Vamba scrive che i bambini sono germogli genuini della pianta umana, non ancora concimati da tutte le ipocrisie sociali né potati nelle loro fresche energie da leggi di convivenza e di convenienza, né piegati artificiosamente coi lacci di tutte le limitazioni, di tutte le convenzioni.

Bertelli è dalla parte dell’infanzia con l’occhio rivolto al mondo adulto per cancellare aberrazioni e inautenticità. Mi sembra che alla base ci sia la tensione a salvaguardare i germogli genuini e a condannare quanti si pongono nei confronti dei ragazzi con la supponenza di chi ha ragione perché più forte. A riguardo, esemplificativo è il deprecabile ricatto del signor Stanislao, direttore del collegio, a Barozzo, il presidente della società segreta, perché si ritiri dalla contestazione (8 febbraio):

 

«Ignorava di essere tenuto qui a patti speciali; e io profittando di questo e toccando la corda sensibile della sua dignità gli ho fatto considerare con un discorso molto efficace che egli era tenuto qui quasi per compassione e che perciò aveva, lui più degli altri, il dovere di mostrarsi grato e affezionato a noi e al nostro istituto. A questa rivelazione il Barozzo è rimasto talmente turbato che non ha avuto più parola ed è diventato un pulcino. Dopo la mia reprimenda ha balbettato: “Signor Stanislao, mi perdoni… Capisco ora di non avere qui dentro nessun diritto… e può essere sicuro che non avrò mai né una parola né un atto contro il collegio… Glielo giuro”».

 

Ecco il principio di autorità utilizzato per nascondere mascalzonate, calpestando dignità e sensibilità dei ragazzi.
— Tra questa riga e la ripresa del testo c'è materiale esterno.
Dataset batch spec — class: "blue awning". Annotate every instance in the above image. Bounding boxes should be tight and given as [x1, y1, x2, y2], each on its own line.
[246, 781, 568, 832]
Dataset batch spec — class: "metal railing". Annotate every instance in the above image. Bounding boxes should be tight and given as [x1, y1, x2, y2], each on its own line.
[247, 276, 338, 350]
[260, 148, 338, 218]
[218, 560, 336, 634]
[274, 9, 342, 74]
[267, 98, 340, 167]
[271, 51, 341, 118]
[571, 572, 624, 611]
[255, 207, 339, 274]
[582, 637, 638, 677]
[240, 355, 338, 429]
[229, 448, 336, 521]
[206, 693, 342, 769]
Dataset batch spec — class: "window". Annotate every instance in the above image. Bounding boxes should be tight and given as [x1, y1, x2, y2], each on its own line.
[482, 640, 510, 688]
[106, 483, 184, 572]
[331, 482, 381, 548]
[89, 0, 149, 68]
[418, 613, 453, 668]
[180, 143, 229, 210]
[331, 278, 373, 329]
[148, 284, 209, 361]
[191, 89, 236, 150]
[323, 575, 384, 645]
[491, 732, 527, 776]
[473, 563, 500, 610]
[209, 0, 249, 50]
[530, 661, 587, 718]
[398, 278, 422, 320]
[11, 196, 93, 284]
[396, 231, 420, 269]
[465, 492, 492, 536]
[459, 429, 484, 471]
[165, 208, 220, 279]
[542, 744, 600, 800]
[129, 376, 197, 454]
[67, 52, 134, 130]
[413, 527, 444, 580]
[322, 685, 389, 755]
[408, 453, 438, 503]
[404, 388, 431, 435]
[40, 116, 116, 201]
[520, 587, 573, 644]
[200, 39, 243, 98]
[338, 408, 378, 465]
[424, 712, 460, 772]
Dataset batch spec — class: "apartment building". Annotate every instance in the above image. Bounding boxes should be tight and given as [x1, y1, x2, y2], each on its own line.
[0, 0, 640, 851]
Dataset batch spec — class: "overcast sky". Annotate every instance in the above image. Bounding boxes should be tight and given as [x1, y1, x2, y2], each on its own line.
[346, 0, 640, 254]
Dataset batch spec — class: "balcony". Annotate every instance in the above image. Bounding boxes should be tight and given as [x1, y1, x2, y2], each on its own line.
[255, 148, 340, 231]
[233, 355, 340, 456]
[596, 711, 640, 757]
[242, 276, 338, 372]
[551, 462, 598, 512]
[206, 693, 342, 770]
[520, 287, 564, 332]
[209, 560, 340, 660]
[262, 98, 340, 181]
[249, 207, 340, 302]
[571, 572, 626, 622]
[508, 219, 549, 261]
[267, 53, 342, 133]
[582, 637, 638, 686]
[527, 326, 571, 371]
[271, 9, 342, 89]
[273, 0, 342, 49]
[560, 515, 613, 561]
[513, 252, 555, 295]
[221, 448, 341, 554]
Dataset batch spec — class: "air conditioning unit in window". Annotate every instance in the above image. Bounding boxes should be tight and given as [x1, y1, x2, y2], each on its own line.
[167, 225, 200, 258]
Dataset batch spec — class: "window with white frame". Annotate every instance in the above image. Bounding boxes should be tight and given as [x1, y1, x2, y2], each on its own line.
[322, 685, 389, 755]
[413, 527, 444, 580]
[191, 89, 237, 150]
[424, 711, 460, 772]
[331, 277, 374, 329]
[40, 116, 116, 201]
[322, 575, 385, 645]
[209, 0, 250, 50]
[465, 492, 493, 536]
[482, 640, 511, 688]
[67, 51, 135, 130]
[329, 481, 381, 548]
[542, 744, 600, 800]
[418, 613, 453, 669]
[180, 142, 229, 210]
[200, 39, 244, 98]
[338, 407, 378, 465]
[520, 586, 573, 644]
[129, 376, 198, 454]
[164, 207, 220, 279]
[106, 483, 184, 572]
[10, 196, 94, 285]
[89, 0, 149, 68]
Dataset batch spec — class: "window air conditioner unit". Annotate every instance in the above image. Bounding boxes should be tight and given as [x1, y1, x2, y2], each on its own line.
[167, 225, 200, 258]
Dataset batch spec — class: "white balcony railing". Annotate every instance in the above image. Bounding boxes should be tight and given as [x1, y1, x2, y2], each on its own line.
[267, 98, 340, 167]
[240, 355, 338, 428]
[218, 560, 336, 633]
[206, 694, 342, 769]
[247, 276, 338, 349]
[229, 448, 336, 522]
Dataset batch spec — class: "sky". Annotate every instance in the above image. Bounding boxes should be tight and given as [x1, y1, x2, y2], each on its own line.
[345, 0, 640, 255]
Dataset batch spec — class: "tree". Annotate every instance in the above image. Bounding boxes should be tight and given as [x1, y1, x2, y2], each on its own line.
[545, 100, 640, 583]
Forse per questa visione apertamente partigiana, Vamba fu accusato di fomentare tra i giovani l’impertinenza, la sfacciataggine, l’indisciplina, incoraggiando l’insubordinazione.

Siamo ancora lontani dal riconoscimento dei diritti del fanciullo!

 

Il giornalino e l’attualità

Il giornalino di Gian Burrasca ancora oggi è ripubblicato, recensito, studiato e letto. Ha avuto trascrizioni cinematografiche, quella insuperabile rimane Il giornalino di Gian Burrasca di Lina Wertmuller, 1965, con Rita Pavone, Sergio Tofano, Arnaldo Foà; importante, anche se non ha conosciuto la stessa fortuna, è stato il film del 1982 con Alvaro Vitale. Fino alla trascrizione in Musical, nel 2006, al teatro San Babila, con la regia di Bruno Fornasari (e con i testi delle canzoni della Wertmuller).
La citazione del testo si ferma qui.